As Scotts Miracle-Gro settles in on its play in hydroponics, it’s ratcheting down a buying spree and turning attention to integration and cost-saving.
The venerable lawn-and-garden company’s goal is simple:
“To become the best supplier of hydroponic growing products in the world to both the consumer and professional markets,” Scotts CEO Jim Hagedorn told analysts and investors Tuesday.
Scotts’ leap into an ancillary sector of the cannabis industry continues to bolster a top line pressured by a late start to the growing season and struggles among mass-market retailers, the Marysville, Ohio-based company noted Tuesday as part of its third-quarter earnings report.
“As we approach our third year on hydroponics, I think we are in a great place,” Hagedorn said during the company’s earnings call, referencing Hawthorne Gardening Co., the subsidiary that serves as the umbrella for the hydroponics businesses.
For the quarter, Scotts’ core business in the U.S. saw 5 percent sales growth, to $ 792.2 million. Comparatively, the “Other” category, which includes Hawthorne, recorded 36 percent sales growth to $ 192.6 million.

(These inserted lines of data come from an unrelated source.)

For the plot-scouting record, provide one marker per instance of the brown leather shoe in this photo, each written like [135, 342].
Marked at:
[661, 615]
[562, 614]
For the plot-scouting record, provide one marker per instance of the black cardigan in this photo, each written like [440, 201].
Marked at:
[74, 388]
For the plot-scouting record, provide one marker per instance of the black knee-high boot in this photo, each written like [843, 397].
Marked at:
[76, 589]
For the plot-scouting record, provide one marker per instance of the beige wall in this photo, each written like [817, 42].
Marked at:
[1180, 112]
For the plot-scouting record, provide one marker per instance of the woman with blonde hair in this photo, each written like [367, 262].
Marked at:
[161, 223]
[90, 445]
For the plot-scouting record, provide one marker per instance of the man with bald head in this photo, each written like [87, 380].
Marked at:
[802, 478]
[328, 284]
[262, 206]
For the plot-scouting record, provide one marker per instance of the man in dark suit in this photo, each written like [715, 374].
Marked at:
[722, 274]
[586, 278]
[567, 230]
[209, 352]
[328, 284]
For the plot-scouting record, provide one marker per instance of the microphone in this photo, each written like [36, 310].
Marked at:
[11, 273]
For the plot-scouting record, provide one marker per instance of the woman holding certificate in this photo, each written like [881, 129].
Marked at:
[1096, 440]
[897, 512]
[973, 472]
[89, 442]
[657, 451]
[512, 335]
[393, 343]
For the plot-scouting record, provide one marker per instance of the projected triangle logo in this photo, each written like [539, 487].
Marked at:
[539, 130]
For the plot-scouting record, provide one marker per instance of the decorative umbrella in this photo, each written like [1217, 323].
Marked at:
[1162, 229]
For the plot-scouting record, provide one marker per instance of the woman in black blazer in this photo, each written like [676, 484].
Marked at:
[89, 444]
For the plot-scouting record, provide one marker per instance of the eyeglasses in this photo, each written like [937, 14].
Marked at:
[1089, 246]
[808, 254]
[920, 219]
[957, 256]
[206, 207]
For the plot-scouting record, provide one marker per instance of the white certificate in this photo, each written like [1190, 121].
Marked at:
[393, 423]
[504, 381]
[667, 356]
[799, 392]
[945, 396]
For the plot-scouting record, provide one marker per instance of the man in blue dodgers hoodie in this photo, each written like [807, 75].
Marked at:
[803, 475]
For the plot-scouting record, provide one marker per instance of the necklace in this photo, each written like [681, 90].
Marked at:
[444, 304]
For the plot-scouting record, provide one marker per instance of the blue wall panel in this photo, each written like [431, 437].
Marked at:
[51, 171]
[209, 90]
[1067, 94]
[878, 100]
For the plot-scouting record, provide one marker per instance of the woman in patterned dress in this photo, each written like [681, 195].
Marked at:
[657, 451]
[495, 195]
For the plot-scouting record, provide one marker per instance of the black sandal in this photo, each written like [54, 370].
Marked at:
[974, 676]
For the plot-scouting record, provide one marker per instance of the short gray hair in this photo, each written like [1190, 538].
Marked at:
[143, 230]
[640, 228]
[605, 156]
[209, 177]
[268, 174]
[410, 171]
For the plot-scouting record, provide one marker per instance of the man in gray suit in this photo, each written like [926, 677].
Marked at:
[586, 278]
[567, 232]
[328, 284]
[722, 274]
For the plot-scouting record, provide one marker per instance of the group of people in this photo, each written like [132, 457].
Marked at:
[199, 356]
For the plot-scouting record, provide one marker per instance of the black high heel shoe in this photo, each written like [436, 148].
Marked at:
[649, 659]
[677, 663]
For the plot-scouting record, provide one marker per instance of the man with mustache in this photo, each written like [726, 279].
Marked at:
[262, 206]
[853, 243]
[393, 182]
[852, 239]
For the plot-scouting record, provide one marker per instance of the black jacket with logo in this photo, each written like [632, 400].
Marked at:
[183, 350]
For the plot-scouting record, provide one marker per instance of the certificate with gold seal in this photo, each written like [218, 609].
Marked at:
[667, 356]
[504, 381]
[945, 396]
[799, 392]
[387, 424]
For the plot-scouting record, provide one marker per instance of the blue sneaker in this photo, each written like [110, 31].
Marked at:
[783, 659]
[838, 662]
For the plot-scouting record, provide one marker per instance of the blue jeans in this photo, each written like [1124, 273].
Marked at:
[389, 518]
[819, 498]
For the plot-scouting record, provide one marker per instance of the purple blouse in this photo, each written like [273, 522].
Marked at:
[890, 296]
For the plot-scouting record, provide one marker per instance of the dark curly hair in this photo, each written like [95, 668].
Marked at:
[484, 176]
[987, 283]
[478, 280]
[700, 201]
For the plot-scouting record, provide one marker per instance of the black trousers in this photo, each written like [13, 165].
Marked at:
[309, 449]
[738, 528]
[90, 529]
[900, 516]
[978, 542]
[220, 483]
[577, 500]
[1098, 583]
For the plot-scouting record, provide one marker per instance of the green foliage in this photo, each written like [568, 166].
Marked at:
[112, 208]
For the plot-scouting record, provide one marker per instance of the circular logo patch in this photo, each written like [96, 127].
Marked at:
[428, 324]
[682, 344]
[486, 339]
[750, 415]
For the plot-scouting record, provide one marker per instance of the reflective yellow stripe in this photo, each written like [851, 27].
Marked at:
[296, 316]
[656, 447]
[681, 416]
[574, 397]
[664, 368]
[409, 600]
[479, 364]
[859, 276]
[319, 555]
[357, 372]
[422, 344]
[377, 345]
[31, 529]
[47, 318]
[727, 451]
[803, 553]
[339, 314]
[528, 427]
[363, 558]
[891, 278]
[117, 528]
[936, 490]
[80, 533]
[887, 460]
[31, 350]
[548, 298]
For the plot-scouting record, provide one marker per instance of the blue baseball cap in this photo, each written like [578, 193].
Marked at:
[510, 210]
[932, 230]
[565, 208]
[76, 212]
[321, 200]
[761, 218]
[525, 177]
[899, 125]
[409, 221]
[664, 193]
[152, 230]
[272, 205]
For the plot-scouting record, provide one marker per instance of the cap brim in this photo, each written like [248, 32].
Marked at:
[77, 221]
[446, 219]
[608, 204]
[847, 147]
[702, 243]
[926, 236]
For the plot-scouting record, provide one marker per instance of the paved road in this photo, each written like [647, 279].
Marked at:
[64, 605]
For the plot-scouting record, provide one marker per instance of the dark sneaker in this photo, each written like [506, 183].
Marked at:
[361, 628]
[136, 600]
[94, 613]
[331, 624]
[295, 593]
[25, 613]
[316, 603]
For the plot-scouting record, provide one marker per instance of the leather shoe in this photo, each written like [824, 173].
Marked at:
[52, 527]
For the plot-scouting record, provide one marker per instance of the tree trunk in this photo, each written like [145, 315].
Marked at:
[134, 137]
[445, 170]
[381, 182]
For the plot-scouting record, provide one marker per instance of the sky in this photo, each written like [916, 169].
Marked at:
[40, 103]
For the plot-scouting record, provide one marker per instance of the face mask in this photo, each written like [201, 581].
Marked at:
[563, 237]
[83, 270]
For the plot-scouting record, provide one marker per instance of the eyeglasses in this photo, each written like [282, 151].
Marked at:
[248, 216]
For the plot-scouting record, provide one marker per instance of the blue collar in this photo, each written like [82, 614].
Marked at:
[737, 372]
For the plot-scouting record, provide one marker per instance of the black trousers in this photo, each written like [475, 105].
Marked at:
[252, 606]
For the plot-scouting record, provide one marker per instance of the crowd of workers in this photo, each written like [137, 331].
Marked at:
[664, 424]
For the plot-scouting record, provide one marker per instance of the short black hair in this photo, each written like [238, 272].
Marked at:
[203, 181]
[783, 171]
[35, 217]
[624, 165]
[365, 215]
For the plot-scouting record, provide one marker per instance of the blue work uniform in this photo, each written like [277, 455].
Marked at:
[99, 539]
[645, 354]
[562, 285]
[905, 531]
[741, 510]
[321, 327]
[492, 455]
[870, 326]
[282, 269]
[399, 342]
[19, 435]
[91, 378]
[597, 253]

Although Hawthorne’s sales are not yet categorized independently in the earnings report — that’s expected to come next quarter — Hagedorn said the division saw sales growth of 146 percent for the quarter that ended July 1. For the nine months year-to-date the sales growth is hitting 160 percent, he said.

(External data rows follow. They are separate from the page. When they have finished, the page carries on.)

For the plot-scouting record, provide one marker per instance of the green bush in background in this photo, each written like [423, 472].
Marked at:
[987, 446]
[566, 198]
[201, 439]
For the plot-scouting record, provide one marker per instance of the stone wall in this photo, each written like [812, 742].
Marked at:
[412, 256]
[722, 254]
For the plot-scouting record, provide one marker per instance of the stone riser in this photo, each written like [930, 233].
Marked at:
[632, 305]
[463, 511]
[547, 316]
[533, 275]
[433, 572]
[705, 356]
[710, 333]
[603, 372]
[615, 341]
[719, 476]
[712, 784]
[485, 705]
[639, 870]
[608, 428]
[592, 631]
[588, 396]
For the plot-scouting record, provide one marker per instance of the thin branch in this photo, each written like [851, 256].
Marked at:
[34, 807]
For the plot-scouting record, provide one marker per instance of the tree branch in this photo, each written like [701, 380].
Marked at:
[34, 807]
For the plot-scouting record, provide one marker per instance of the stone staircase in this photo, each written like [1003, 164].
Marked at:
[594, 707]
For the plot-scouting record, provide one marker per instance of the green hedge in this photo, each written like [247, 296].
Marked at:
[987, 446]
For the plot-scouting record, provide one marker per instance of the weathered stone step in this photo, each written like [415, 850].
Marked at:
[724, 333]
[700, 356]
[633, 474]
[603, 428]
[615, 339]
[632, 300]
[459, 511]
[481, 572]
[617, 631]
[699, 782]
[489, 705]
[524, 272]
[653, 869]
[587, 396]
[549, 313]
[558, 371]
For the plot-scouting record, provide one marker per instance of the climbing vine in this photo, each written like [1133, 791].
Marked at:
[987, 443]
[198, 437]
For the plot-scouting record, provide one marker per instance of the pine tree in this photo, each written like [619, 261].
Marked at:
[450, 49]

Those growth rates were largely influenced by the acquisitions of grow light company Gavita and nutrient maker Botanicare. Assuming Hawthorne owned those businesses this time last year, those growth rates would have settled in at 21 percent for the quarter and 15 percent year-to-date, he said.

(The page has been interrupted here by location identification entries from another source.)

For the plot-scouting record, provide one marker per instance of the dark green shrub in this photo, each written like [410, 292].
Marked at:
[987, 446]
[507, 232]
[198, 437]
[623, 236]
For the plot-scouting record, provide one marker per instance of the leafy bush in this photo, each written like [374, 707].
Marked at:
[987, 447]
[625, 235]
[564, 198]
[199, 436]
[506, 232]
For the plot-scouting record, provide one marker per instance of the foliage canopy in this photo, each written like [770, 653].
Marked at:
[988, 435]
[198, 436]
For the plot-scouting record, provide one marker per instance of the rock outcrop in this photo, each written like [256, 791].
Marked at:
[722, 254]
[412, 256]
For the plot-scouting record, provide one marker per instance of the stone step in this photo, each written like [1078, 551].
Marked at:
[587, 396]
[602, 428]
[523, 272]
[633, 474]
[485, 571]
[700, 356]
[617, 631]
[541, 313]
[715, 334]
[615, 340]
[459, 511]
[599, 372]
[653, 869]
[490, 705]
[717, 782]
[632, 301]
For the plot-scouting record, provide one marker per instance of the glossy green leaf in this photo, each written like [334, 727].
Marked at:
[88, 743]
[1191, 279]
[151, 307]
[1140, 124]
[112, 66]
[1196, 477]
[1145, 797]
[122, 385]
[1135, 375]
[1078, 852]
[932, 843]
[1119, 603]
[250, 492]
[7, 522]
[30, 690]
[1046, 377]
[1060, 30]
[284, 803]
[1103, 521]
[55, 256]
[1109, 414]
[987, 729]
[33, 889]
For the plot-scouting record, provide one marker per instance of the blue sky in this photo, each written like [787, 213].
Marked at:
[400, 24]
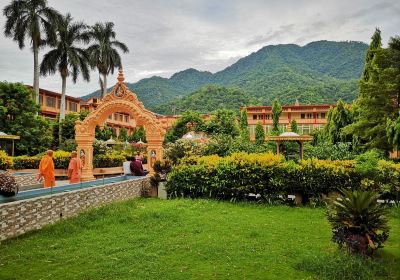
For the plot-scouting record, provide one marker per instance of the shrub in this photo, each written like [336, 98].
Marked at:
[108, 160]
[8, 185]
[6, 162]
[358, 221]
[26, 162]
[68, 145]
[61, 161]
[238, 175]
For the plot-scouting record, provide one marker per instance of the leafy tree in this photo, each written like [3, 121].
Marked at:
[19, 116]
[393, 132]
[35, 20]
[293, 125]
[375, 45]
[223, 122]
[259, 134]
[105, 133]
[67, 57]
[339, 117]
[138, 134]
[276, 113]
[244, 125]
[188, 120]
[379, 98]
[103, 53]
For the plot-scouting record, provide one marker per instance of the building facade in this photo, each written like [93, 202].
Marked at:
[308, 117]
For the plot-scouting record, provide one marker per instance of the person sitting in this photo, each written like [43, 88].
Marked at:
[139, 157]
[136, 167]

For the company’s third quarter, Scotts made $ 152 million on $ 1.1 billion in revenue. A year earlier, Scotts had posted a net income of $ 213 million on $ 994 million.
Hawthorne’s product portfolio is in “pretty good shape,” Hagedorn said.
Two potential deals are on the near-term horizon — one that should land in the next couple of weeks, and the other in a couple of months — and there likely will be some tuck-in deals in the months following, he said.
The next step — integration — is something in which Scotts is well-versed, Hagedorn said.
“If you say what is the power of Hawthorne, it is not just that we bought a bunch of good brands with good (profit and loss positions), it’s converting that into the best supplier to a professional industry that I think has ever been seen, at least in this space,” he said. “And I think we know how to do that. Remember, we did this with our professional horticulture business and we’ve done it with our Scotts business.”
Scotts has made some headway on those actions in markets such as Canada, he added.